Is comprehensive geriatric assessment hospital at home a cost-effective alternative to hospital admission for older people?
Singh S., Gray A., Shepperd S., Stott DJ., Ellis G., Hemsley A., Khanna P., Ramsay S., Schiff R., Tsiachristas A., Wilkinson A., Young J.
BACKGROUND: hospital level healthcare in the home guided by comprehensive geriatric assessment (CGA) might provide a less costly alternative to hospitalisation for older people. OBJECTIVE: to determine the cost-effectiveness of CGA admission avoidance hospital at home (HAH) compared with hospital admission. DESIGN/INTERVENTION: a cost-effectiveness study alongside a randomised trial of CGA in an admission avoidance HAH setting, compared with admission to hospital. PARTICIPANTS/SETTING: older people considered for a hospital admission in nine locations across the UK were randomised using a 2:1 randomisation schedule to admission avoidance HAH with CGA (N = 700), or admission to hospital with CGA when available (N = 355).

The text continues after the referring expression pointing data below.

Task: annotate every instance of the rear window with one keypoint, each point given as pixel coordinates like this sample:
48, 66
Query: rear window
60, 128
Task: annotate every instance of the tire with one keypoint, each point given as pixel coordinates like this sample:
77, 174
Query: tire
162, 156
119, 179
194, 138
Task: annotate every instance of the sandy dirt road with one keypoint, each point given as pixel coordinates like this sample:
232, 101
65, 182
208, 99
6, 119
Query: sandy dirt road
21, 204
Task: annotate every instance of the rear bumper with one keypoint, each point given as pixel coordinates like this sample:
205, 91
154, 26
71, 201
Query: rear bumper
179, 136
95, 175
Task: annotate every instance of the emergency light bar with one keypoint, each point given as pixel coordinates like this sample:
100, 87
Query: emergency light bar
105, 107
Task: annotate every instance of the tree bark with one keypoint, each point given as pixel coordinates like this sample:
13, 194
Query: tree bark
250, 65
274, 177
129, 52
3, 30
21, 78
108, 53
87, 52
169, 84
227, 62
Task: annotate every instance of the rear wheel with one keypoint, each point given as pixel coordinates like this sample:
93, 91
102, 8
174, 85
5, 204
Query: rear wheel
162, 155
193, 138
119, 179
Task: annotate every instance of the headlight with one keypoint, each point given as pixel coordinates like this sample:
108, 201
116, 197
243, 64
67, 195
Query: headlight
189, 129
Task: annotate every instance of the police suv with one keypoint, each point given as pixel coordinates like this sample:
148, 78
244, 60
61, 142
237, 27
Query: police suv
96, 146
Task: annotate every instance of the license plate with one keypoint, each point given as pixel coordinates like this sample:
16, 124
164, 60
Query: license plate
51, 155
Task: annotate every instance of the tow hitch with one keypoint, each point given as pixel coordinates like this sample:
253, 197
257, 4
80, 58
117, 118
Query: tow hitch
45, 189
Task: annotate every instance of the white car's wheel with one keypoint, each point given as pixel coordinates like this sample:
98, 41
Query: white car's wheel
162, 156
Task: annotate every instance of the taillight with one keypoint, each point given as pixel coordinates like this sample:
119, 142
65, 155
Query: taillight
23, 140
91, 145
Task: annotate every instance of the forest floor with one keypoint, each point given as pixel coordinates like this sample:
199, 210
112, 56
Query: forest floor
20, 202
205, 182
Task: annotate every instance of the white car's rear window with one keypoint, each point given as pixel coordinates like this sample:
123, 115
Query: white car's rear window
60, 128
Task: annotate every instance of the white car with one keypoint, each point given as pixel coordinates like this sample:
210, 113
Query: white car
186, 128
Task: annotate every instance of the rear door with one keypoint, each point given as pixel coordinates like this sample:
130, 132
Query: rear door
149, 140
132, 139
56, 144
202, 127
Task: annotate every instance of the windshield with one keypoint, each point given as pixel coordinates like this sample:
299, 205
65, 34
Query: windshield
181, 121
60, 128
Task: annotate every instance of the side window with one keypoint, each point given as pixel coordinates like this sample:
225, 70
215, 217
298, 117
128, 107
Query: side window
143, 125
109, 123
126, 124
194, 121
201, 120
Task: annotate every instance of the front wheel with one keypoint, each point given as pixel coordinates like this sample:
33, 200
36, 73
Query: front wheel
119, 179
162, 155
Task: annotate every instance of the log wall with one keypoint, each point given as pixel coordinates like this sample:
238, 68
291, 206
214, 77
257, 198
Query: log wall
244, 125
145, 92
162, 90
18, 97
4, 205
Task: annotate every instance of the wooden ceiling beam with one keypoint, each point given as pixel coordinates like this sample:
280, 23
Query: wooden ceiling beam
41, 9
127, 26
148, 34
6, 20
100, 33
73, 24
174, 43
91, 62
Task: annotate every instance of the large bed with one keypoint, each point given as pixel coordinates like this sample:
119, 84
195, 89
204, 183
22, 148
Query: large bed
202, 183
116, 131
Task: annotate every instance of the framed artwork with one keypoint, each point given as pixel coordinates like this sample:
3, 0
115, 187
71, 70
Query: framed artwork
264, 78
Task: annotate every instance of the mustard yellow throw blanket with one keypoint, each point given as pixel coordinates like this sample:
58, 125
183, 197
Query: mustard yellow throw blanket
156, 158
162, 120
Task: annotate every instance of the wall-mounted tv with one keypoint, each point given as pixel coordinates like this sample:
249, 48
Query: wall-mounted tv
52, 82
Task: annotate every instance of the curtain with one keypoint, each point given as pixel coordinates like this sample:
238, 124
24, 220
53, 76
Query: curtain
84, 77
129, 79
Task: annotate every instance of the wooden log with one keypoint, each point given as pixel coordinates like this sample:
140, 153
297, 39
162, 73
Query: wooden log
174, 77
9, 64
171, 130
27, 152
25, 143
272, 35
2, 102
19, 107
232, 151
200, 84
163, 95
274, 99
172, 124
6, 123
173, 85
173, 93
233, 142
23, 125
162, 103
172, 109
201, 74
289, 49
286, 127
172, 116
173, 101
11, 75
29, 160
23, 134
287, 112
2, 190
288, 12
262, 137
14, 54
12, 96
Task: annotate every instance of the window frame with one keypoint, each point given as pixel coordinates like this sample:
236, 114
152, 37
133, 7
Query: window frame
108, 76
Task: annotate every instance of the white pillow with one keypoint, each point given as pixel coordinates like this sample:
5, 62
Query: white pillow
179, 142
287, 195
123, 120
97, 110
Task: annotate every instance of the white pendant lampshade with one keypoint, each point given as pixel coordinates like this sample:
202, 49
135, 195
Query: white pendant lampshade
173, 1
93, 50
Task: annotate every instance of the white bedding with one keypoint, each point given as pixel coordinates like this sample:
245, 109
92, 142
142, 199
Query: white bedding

MEASUREMENTS: quality adjusted life years, resource use and costs at baseline and 6 months; incremental cost-effectiveness ratios were calculated. The main analysis used complete cases. RESULTS: adjusting for baseline covariates, HAH was less costly than admission to hospital from a health and social care perspective (mean -£2,265, 95% CI: -4,279 to -252), and remained less costly with the addition of informal care costs (mean difference -£2,840, 95% CI: -5,495 to -185). There was no difference in quality adjusted survival. Using multiple imputation for missing data, the mean difference in health and social care costs widened to -£2,458 (95% CI: -4,977 to 61) and societal costs remained significantly lower (-£3,083, 95% CI: -5,880 to -287). There was little change to quality adjusted survival. CONCLUSIONS: CGA HAH is a cost-effective alternative to admission to hospital for selected older people.